The cofounder of Wikipedia has set himself the goal of accumulating all human knowledge in his online encyclopedia. And he says he's getting close—at least in the English-language version, where there are now nearly 2 million articles.
Of course, Wales has a lot of help. Anyone with an Internet connection can contribute to Wikipedia, which is how the site has built a library of 6 million articles in 250 languages with just seven paid administrative employees.
Now Wales is bringing his all-comers approach to search. Later this year he'll launch Wikia Search, an open-source search engine built and fine-tuned by users.
Do we really need another search engine? Wales thinks so. Search as it stands now is a cipher. Where do the results come from? Who decides how they're ranked? "As citizens of the Internet we should be concerned about how much of a black box search is."
Talk about Search Wikia. Why do we need something besides Google?
I want a completely open-source search engine with all the algorithms published, so people can see why things are ranked the way they are.
And it's users who will do the ranking?
They're one component. Human intelligence and human editorial oversight is incredibly powerful. But there's also got to be an algorithmic component, simply because you'd never be able to sort by hand everything anybody might search.
Is information better if it's mediated by people or is it just valuable in a different way?
It's too early to say confidently that we'll be able to produce better-quality search results. But compare searches from Google, Yahoo and Ask. They're all very similar. We've reached a plateau in search and to break beyond it we need to think in new ways.
You've said you imagine a day when everyone on the planet has access to the sum of all human knowledge. Is that the goal of Wikipedia?
That's always been our core mission. We still have a long way to go but we're optimistic.
How much bigger does Wikipedia have to get to reach your goal?
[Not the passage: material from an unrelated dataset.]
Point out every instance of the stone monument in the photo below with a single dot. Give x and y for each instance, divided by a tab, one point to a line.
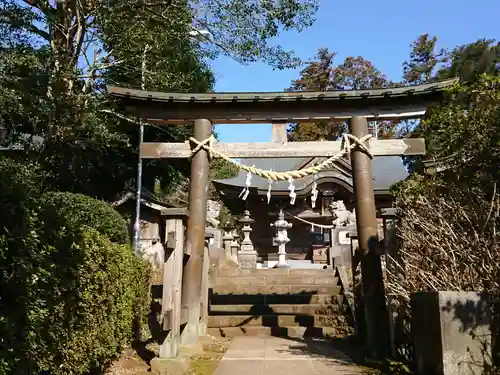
281	239
247	256
344	221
I think we're there, at least in terms of the English Wikipedia. Obviously there are lots of quality improvements to be made and still plenty of things to be written about. But we have a free high-quality encyclopedia.
Why are people so generous with their time at Wikipedia?
It's fun. It's an intellectual hobby. It's interacting with other people, trying to do something useful for the world. People just enjoy it.
Web 3.0: what's that going to be?
I'm a little skeptical that term has any meaning. As soon as Web 2.0 became all the rage as a term, people started saying, "Ah! What about 3.0?" I have no idea.
What's the first time you understood the power of information?
When I was a kid and I was a voracious reader. At a very young age I was into knowledge and information.
How do you manage information? Are you a gadget guy?
Not really. I do have a Sidekick and I am on IM a lot. Mostly I'm just buried in volumes of e-mail. I think e-mail is completely broken and I don't know what the world's going to do about it. Maybe Web 3.0 will be making e-mail not suck again.
Do you have any information heroes?
Larry Lessig, the Creative Commons guy. A couple years ago he declared e-mail bankruptcy. I admire that very much. He deleted all his e-mail one day and put out an announcement: "E-mail bankruptcy. If you sent me something I didn't read it. I deleted it. So start over again." That was pretty impressive.